Vitreoretinal lymphoma (VRL), previously known as intraocular lymphoma, is a rare form of malignancy. Although the disease is highly aggressive with elevated mortality rate, there are no standard of differential diagnosis from posterior uveitis when the amount of vitreous is so limited. MYD88 L265P mutation is reported to be identified in the vitreous of approximately 70% of patients with VRL. In view of the need of establishing new procedures to support the diagnosis of VRL, we explored the exome of lymphoma cells and the prevalence of MYD88 L265P mutation in Korean VRL patients.
We performed the exome sequencing of vitreous of 8 patients with matched germline blood or buccal swab samples. The patients suspicious of VRL and underwent standard vitrectomy between July 2016 and September 2018 were enrolled. Sequencing data were analyzed and compared with those of CNS lymphoma. We established real-time PCR system for MYD88 L265P mutations. Vitreous of eight patients and an additional patient were subjected to the test.
Approximately 400 somatic mutations were identified for each patient through whole exome sequencing. Most frequetly mutated gene was MYD88. Previously reported frequently mutated genes such as PIM1 and CD79B were found to be mutated. Mutational profile of VRL showed similarity to that of PCNSL or DLBCL. Most VRL showed complex karyotype. The detection limit of MYD88 L265P real-time PCR was approximately 2%, and 5 out of 9 patients had MYD88 L265P mutation.

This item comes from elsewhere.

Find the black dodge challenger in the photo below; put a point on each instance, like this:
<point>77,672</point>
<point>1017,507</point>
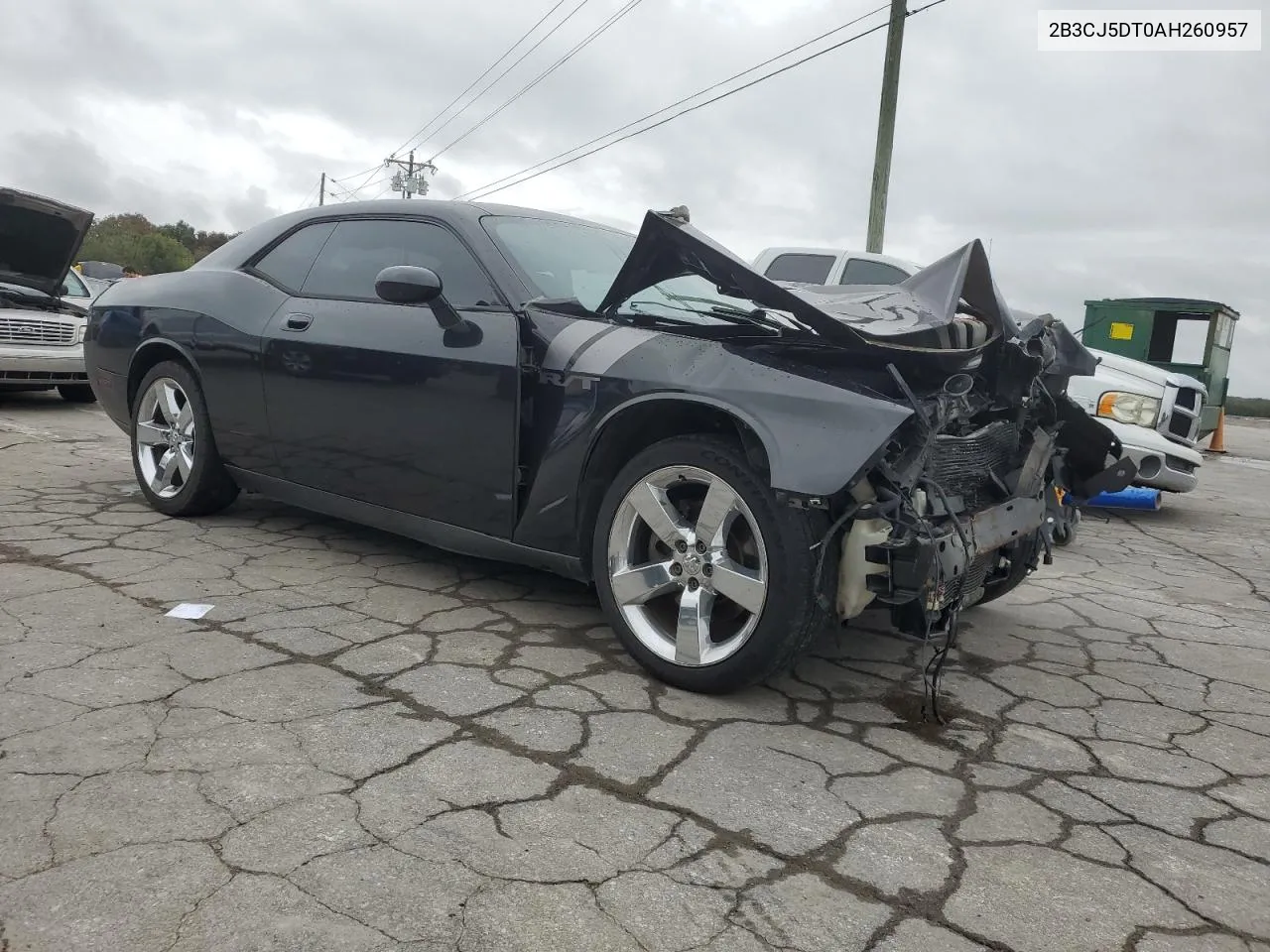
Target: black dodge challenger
<point>733,462</point>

MYD88 L265P real-time PCR could be a good diagnostic tool for the patients with VRL harboring MYD88 L265P mutation. We concluded that exome or gene panel testing of VRL and confirmation of the presence of a number of somatic mutation and mutation profile may facilitate the diagnosis of VRL in a subset of patients.
Has not received any funding.
All authors have declared no conflicts of interest.